BY Kathryn A. Burger of Community Life

Caring About the Strays, a non-profit organization that finds homes for stray, surrendered and abandoned kittens and cats, operates the C.A.T.S. Resale Shop at 80 Kinderkamack Road, Westwood, to support that mission and to raise funds to establish a no-kill cage-less animal shelter in the area.

“For every birth of a human baby, seven puppies and 15 kittens are born,” Lynn Morchel, of C.A.T.S. said. “There are just not enough homes for the animals born each day. By spaying and neutering pets, owners will be doing their part to help end this tragic cycle. There are many loving, loyal, affectionate animals in shelters, foster homes, and on the streets fending for themselves. Ultimately, many of the latter die miserably. Area no-kill rescue groups are doing their best to handle the ever-increasing number of stray and abandoned pets. Some shelters are forced to euthanize healthy, sweet, animals – young and old – due to space constraints.”

If, after careful consideration, the decision is made to bring a new pet into the home, C.A.T.S. offers some advice.

Holiday Adoptions

Once the decision to adopt a pet has been made, C.A.T.S. recommends pre-adoption.

If there is a lot of commotion in the house – children, holiday gatherings and parties, and/or other pets, C.A.T.S. suggests pre-adopting a pet from your local rescue group or shelter and bringing the animal home after the holiday festivities. If parents are planning to surprise their child with a pet, there are several ways to accomplish that without having the pet there on Christmas morning. A photo of the pet, a dog or cat bed, or appropriate pet toys, can be wrapped and tagged for the child to open. Adopting a pet can be a family experience: caring for an animal in need that will be considered a member of the family.

For those who choose to bring the pet home at holiday time, it is important to keep a watchful eye on them.

Pets new to the home may find an open door – when guests arrive, or when deliveries are made, for example – a chance for an adventure. They may run out, not realizing the consequences. If guests are expected, it might be best to keep pets secured in another part of the home. It is also advisable to keep chocolate, small toy parts, tree trimmings, poinsettia plants, and other items pets may find enticing, out of their reach.

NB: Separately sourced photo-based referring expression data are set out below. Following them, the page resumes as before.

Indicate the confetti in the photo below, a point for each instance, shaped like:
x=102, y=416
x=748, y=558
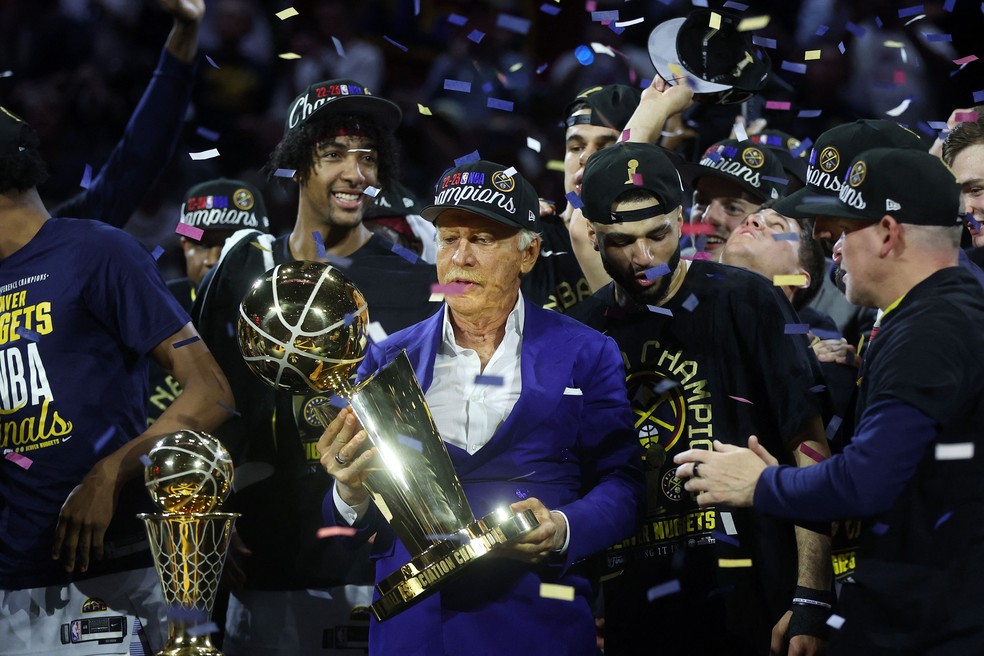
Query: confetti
x=392, y=42
x=473, y=156
x=457, y=85
x=205, y=154
x=21, y=461
x=191, y=232
x=794, y=280
x=186, y=342
x=753, y=23
x=335, y=531
x=555, y=591
x=496, y=103
x=663, y=590
x=955, y=451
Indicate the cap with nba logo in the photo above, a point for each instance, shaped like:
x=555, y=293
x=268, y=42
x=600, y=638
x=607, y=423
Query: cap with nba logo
x=611, y=172
x=833, y=152
x=910, y=185
x=488, y=189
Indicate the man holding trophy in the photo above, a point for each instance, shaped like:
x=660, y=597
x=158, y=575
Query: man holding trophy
x=533, y=411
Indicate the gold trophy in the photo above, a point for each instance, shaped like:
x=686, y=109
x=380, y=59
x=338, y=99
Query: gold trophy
x=189, y=475
x=302, y=328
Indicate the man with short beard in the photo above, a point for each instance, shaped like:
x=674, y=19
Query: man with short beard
x=708, y=357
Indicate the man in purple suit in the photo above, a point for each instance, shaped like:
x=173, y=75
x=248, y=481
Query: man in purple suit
x=552, y=433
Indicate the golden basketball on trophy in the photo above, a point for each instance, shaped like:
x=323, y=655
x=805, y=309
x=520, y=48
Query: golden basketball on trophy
x=189, y=475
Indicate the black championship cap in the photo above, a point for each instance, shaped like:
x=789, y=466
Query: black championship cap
x=333, y=97
x=726, y=66
x=225, y=204
x=832, y=153
x=754, y=168
x=626, y=166
x=610, y=106
x=910, y=185
x=491, y=190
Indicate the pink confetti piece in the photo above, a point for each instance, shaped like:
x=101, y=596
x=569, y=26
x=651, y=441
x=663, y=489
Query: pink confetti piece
x=21, y=461
x=335, y=531
x=189, y=231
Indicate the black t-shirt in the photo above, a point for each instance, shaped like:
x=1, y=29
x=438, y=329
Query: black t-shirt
x=556, y=281
x=282, y=512
x=720, y=368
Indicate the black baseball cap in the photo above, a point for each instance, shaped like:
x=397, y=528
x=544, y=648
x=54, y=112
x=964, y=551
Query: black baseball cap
x=910, y=185
x=488, y=189
x=623, y=167
x=611, y=106
x=225, y=204
x=834, y=150
x=333, y=97
x=726, y=66
x=754, y=168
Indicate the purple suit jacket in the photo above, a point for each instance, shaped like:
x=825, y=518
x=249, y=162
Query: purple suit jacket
x=577, y=453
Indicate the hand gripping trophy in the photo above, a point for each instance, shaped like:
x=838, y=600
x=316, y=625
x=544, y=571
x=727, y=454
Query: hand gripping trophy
x=303, y=327
x=189, y=475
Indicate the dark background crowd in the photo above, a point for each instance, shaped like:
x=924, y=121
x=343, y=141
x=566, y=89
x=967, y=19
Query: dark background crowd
x=76, y=68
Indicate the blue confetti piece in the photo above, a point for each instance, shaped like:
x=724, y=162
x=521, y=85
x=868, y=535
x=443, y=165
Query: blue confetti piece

A home that is quiet and low-key would be a good place for an adopted pet to be welcomed into one’s family.

One special cat would be very happy to have a home for the holidays, and the rest of his life, is Beckett. After being abandoned, and then hit by a car, he was rescued by Kim Carbone, a volunteer at C.A.T.S. [Carbone was profiled in a feature article in the Sept. 26 edition of Pascack Valley Community Life.] His broken jaw has been wired and mended and he is ready for his “forever home.” He doesn’t get along with other animals, but would be a wonderful companion for someone who only wanted one cat to hug. He’s the “curling up in your lap” kind.

Adopting a cat with FIV or FeLV

Kittens and cats with special needs are often overlooked. C.A.T.S. advises that neither the Feline Immunodeficiency Virus nor the Feline Leukemia Virus are transmittable to other species. Under the right circumstances, these cats can live normal, long, healthy lives. Morchel said, “By keeping their stress levels low and feeding them a nutritious diet of foods that do not contain by-products or fillers, they can live a very long time.

Cats with FIV can share a home with cats that don’t have the disease. This disease is spread from blood to blood contact. They can share the same food bowl, drink from the same water bowl, and groom each other without spreading it. Out in the wild when cats are not neutered and are fighting for their territory or mating is when the disease is transmitted via a deep penetrating bite wound. Tame cats that are neutered and share a home are not in these types of situations” (For more information see www.bestfriends.org/theanimals/petcare/cats_fiv.cfm).

Cats that are FeLV positive do need to be kept separate from cats who are negative because it can spread through litterboxes and other means. Those who are considering adopting one cat and have no other cats are asked to consider one with leukemia. Many of these cats are overlooked by those seeking to adopt, but C.A.T.S. advises they are still able to give lots of love and will be forever grateful for their chance at life.